Russian oil is only a small piece of the U.S. energy picture, accounting for 3% of U.S. oil imports, and most of those imports flow to refineries on the West and East coasts. But nearly half of Russian oil shipped into the U.S. last year, or close to 100,000 barrels a day, ended up primarily in California, Washington and Hawaii, refinery consultant Andrew Lipow said.
And the amount of Russian oil imported into the West Coast has been on the rise, according to the U.S. Energy Information Administration, the Energy Department’s statistical arm.
Those refiners, led by Marathon and Chevron, already are replacing Russian oil with supplies from South America, northwest Europe and the Middle East, Lipow said. The new foreign oil will demand a higher price as the Russian oil ban further inflames energy markets.
“I know that California’s gasoline is so expensive compared to the rest of the nation,” said Lipow, a former oil trader who founded his eponymous Houston energy consultancy in 2004. “Unfortunately, I have bad news: The average there is going to go up by at least another 25 cents a gallon.”
California refiners used about 11.3 million barrels of Russian crude last year, followed closely by Washington at 10.4 million barrels. A large percentage of the gasoline refined in Washington is sold in California.
Q&A: How President Biden’s decision to halt U.S. purchases of Russian oil is likely to affect prices at the pump and beyond?
Californians already have been seeing records fall at the pump daily, although prices aren’t yet at an all-time high when adjusting for inflation.
California drivers paid an average of $5.444 a gallon Tuesday for regular grade, up a dime from the day before and up about 61 cents from a week earlier, according to the American Automobile Assn.'s daily fuel price tracker. The U.S. average hit a record $4.173 a gallon Tuesday, AAA data show, toppling a record that had stood since July 2008. (The 2008 price is about 20% higher than the current average after adjusting for inflation).
The auto club’s numbers update every day based on information collected by the Oil Price Information Service, which calculates the averages using pricing information from about 120,000 U.S. gas stations.
Oil and gasoline costs are increasing so quickly now that many service station owners are updating their prices more than once a day. Analysts are predicting that per-gallon average prices could hit $6 to $7 in California and some parts of the Northeast soon.
California motorists pay more than others because the state requires a unique blend of cleaner-burning fuel made by few refineries outside the Golden State. Higher taxes also contribute to Californians’ pain at the pump.
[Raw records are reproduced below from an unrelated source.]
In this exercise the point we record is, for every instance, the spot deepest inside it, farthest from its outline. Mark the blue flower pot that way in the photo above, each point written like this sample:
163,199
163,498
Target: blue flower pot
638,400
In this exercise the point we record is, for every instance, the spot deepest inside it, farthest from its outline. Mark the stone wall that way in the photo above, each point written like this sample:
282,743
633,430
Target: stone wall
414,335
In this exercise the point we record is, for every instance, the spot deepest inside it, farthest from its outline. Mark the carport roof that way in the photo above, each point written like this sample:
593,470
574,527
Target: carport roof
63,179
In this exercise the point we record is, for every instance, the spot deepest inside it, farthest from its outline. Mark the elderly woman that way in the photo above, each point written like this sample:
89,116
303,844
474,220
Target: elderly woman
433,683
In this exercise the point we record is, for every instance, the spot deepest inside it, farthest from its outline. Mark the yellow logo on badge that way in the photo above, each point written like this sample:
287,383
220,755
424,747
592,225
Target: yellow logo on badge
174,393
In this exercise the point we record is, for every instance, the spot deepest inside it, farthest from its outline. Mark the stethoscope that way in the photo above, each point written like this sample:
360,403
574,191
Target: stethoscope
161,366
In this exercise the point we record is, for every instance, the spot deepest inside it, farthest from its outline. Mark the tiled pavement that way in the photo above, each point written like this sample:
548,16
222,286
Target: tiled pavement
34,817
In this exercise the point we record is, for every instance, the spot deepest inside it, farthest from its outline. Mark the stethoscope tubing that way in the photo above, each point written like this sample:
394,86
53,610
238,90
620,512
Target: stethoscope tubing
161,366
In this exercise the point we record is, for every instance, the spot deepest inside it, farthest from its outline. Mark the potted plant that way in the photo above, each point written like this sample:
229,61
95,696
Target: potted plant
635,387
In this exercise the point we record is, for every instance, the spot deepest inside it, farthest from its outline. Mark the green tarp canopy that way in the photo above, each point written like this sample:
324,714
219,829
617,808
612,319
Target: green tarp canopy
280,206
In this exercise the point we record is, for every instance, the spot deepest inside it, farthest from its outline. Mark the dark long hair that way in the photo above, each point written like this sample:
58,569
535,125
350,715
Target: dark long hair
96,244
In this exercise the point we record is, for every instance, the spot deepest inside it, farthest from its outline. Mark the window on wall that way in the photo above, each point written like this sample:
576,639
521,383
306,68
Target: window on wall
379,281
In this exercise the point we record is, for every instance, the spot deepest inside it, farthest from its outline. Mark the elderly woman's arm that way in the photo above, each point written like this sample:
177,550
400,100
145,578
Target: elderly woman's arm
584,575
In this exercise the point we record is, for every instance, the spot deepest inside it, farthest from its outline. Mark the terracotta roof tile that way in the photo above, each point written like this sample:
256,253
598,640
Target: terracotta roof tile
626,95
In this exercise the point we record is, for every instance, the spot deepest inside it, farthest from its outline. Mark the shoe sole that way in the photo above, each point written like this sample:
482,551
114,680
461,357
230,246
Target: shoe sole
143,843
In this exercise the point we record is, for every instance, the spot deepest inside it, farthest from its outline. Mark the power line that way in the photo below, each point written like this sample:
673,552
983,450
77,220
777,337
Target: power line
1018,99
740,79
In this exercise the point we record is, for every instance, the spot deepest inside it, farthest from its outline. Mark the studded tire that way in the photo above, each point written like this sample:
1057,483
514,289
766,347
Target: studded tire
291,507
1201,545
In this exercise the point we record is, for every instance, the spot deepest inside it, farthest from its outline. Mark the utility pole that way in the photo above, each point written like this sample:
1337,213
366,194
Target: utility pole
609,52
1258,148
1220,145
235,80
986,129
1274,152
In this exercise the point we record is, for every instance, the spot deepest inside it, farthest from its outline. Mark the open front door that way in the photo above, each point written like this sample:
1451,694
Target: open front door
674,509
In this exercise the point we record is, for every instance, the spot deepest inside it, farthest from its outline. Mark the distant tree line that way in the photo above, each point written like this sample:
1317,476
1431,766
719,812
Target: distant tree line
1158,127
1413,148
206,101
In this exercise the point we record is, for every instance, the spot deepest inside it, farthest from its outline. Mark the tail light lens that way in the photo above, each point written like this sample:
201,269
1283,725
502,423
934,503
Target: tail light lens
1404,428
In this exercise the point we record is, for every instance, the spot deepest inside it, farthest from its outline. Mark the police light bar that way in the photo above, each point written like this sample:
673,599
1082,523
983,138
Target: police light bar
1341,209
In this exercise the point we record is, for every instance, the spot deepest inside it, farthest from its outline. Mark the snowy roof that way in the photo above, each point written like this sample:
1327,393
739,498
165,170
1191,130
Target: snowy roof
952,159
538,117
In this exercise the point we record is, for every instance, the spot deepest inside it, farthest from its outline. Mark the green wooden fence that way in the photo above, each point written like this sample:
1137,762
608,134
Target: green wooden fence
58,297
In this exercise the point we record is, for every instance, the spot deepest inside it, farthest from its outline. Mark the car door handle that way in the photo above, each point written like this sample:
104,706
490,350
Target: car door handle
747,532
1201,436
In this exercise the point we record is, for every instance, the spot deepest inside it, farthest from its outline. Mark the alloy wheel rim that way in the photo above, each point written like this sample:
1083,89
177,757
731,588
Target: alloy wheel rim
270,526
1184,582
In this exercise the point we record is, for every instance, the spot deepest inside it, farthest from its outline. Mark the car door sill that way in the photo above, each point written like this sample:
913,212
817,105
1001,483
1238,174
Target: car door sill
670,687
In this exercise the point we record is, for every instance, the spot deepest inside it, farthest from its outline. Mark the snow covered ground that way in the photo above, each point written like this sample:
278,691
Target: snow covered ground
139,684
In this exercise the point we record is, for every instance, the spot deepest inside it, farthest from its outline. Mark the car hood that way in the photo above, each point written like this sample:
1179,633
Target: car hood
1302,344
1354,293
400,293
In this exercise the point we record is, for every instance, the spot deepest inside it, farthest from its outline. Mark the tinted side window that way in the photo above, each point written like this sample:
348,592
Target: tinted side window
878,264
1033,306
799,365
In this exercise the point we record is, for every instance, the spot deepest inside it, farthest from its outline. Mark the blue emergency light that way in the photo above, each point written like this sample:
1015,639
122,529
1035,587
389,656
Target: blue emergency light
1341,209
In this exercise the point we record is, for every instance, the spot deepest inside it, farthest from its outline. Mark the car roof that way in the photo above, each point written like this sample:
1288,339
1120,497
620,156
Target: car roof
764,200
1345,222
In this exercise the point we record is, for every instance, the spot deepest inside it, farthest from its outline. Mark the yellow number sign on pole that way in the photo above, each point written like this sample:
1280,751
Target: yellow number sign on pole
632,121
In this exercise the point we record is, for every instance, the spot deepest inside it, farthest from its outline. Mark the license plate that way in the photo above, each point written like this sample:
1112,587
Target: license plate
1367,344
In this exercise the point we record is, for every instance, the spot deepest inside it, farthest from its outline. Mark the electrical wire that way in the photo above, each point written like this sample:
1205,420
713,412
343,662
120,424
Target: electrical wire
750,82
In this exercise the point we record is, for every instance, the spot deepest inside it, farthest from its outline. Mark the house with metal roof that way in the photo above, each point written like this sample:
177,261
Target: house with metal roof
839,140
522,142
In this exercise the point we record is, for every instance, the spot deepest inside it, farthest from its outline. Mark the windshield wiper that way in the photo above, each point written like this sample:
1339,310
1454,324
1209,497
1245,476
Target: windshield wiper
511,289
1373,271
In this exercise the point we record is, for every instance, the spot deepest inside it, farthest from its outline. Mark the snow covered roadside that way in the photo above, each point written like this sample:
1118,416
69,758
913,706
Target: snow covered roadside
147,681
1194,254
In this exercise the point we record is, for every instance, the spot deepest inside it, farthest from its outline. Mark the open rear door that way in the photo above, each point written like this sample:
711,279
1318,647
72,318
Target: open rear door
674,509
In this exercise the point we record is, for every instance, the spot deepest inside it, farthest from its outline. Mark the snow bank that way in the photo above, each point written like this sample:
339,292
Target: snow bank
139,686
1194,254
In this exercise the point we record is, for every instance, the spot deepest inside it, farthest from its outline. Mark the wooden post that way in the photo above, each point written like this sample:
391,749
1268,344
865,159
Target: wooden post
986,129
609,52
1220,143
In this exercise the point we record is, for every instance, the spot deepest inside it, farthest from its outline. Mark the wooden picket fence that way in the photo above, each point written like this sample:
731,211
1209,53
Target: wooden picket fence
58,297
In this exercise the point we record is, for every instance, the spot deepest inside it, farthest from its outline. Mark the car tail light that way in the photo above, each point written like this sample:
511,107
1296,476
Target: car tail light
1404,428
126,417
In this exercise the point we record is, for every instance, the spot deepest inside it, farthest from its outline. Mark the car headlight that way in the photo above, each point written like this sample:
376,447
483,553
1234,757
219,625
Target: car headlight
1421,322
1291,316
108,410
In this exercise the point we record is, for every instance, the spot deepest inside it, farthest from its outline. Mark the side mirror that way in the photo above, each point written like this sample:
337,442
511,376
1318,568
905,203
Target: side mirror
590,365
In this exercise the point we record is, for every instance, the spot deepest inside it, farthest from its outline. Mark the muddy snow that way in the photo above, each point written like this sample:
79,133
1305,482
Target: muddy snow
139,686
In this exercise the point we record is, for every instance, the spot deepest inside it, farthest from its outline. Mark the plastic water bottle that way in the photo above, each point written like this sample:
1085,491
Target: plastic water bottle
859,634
Plus demand is rising and the state’s gasoline stocks are at a 13-year low, California Energy Commission data show. And refiners are entering maintenance season as the state switches to summer gasoline, which is more costly and difficult to make.
The price of oil is the biggest component — 41%, the EIA says — of the price of gasoline. And soaring oil prices after Russia’s invasion of Ukraine have come directly out of drivers’ pockets.
Gasoline prices are still below their historical peak, adjusted for inflation, but no one can say how high they’ll go.
Although California is the nation’s seventh-largest crude oil producer, it is isolated from the bulk of U.S. oil production and so has become increasingly reliant on imports because of declining production from California and Alaska, Energy Department data show.
In addition, Asian refiners are competing for Alaskan and other sources of crude to replace Russian supplies.
Further complicating the supply outlook: California oil production is down 70% from the 1986 peak, Lipow said, and “the prospects for increased drilling in California are slim due to the regulations governing that activity.”
Oil sucked from the ground in Texas and the Midwest is piped primarily to the Gulf Coast, which accounts for 54% of the nation’s refinery capacity, Lipow said. Getting gasoline from that region to California requires a very expensive tanker trip on a U.S.-flagged ship, often through the Panama Canal.
Despite staggering price increases, there’s no evidence of physical oil or gas shortages yet, Chevron Chief Executive Mike Wirth said at an energy conference Monday, Bloomberg reported.
“We’ve got enough oil in the world, we’ve got enough gas in the world,” but “it’s not necessarily flowing on the routes it did before,” Wirth said before Tuesday’s Russian oil ban was announced. Wirth predicted that Russian oil probably would get to market through alternate routes.